I started to pace around the room, scratching my chin while I did.
“So this is just my problem now. Something in that lake grabbed my ankle and tried to drown me. Whatever it was, it had to have come from the water itself. I didn’t see anyone following me out there to the water. Which makes me wonder if whoever, or whatever, they are, if they can breathe underwater?” I glanced over my shoulder at Athena. “Have you ever heard of anything like that?”
No, she said. But there have been stranger things in Faerywood Falls, haven’
t there?
“The only thing I can think of is a mermaid,” I said. “But that just seems – ”
And then it struck me. How could a mermaid be any more ridiculous than a faery, and I was one of those?
“And another thing, I didn’t see anyone getting out of the water after Paul came out and rescued me,” I said.
Well, you wouldn’t have seen them if they were Gifted with water abilities of some sort, Athena said.
“Exactly,” I said. “That’s even more proof that whatever attacked me wasn’t just human. They had to be Gifted.”
I stopped and stared out the window; the late afternoon sun had painted the sky outside with lovely pink clouds against the pale blue sky. They streaked across the open expanse above like strokes from a paintbrush.
“I can’t really go back to the Hollow and see Zara, can I?” I asked. “Though having access to that library would be pretty amazing right now…”
Didn’t she say that you’d get in trouble if you went back? Athena asked.
“Yeah…” I said. “There’s got to be someone else in town I can talk to.”
My heart sank as I realized that a lot of the people I would’ve gone to with questions weren’t speaking to me right now. Or I wasn’t speaking to them.
This wasn’t good.
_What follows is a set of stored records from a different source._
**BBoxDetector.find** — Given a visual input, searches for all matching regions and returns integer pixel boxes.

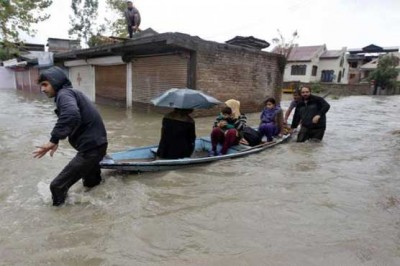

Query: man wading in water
[33,67,107,206]
[291,86,330,142]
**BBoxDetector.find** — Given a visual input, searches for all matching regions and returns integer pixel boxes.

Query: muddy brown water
[0,90,400,265]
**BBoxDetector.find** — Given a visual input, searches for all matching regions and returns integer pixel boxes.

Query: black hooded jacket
[291,95,330,129]
[39,67,107,152]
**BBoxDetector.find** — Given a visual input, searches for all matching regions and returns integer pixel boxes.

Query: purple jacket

I needed help, needed advice…
“But I’m all alone…” I murmured, sinking down onto the bed beside Athena.
You’re not alone…she said, nuzzling my elbow with her snout. I’m here.
I reached out and stroked the fur behind her ears, and she began to purr with happiness. But the knots in my chest remained.
“Whoever it was that tried to grab me had to have been the one to kill Annie,” I said. “The autopsy showed she was drowned. There weren’t any obvious marks on the body. She was bloated like she’d been in the water for hours.”
Now we just need to figure out who it was, Athena said.
I sighed, pinching the bridge of my nose with my free hand. “Poor Sheriff Garland. If only he knew the truth about all these cases.”
It’s best that he never finds out. For his own sake, Athena said.